Em menos de uma hora, uma chuva de 64 milímetros colocou em xeque uma obra de R$ 165 milhões que levou anos para ser concluída. Esse é o saldo do temporal que atingiu Rio Preto na quinta-feira (30) e deixou avenidas alagadas, carros ilhados e a sensação de que o rio-pretense já viu esse filme. Rio Preto gastou uma fortuna de R$ 165 milhões para a conclusão dos canais antienchente na cidade, nos córregos Canela (Alberto Andaló) e Borá (Bady Bassitt). Mesmo assim, a cidade respondeu muito mal à chuva de quinta-feira. Sim, é fato que a construção das avenidas Andaló e Bady em fundo de vales e a impermeabilização do solo são fatores que tornam praticamente impossível zerar o problema das enchentes na cidade. Elas vão sempre existir – durma-se com um barulho desses. Ocorre que não é razoável um estrago tão grande, como o verificado na última quinta-feira, após tantos milhões enterrados no solo.

Agora, as versões. O engenheiro Pedro Zacarin, responsável técnico pelas obras, apresentou sua versão. Disse que a macrodrenagem (os piscinões) aguentou bem, mas o problema ocorreu na microdrenagem – ou seja, nas bocas de lobo que fazem a água escoar. Afirmou que poderia sim ser efeito da sujeira acumulada no local, mas destacou que seria “praticamente impossível” para a Prefeitura limpar todas as bocas de lobo do município.

Já o ex-prefeito Valdomiro Lopes (PSB), que construiu os canais, tem sua visão sobre o assunto. Ou melhor, previsão: “Vou fazer uma vacina aqui, fazer prevenção: deixei entre R$ 1,5 milhão e R$ 2 milhões de recursos no orçamento para fazer a manutenção das obras antienchente. Os piscinões e as bocas de lobo precisam ser limpos na época da seca. Se deixarem de fazer isso de forma proposital para que volte a ter problemas, não podem culpar o meu governo”. O trecho é de entrevista concedida pelo ex-prefeito em 25 de agosto à rádio CBN. Para Valdomiro, havia má vontade do prefeito Edinho Araújo (PMDB) na manutenção dos canais.
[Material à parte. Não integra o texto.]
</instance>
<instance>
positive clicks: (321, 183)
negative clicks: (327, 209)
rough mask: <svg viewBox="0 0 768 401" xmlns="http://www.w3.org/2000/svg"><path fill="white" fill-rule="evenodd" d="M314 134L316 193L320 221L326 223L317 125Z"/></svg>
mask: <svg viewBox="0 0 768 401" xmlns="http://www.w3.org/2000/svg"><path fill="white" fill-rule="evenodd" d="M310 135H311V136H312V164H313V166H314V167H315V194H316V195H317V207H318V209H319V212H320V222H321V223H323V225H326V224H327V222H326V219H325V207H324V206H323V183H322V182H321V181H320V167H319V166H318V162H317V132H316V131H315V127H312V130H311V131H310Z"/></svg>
Edinho, obviamente, segue por outro caminho. O prefeito solicitou à Secretaria de Obras relatório completo do projeto antienchente para análise, para saber se realmente as obras milionárias são efetivas. Paralelo a isso, a Câmara também fez questionamentos: o vereador Renato Pupo (PSD) protocolou requerimento ao Executivo solicitando informações sobre a limpeza das bocas de lobo da cidade. Jorge Menezes (PTB) solicitou à Secretaria de Planejamento quais medidas foram adotadas por Edinho entre 2001 e 2008 para combater as enchentes.

Como se vê, muitas versões e nenhuma conclusão. Já que versões não levam a lugar algum, encerremos com fatos: o rio-pretense não aguenta mais ser tapeado. Não suporta ter de conviver com o mesmo jogo de empurra entre as autoridades. A sensação é a de que R$ 165 milhões escorreram pelo ralo. E isso é fato.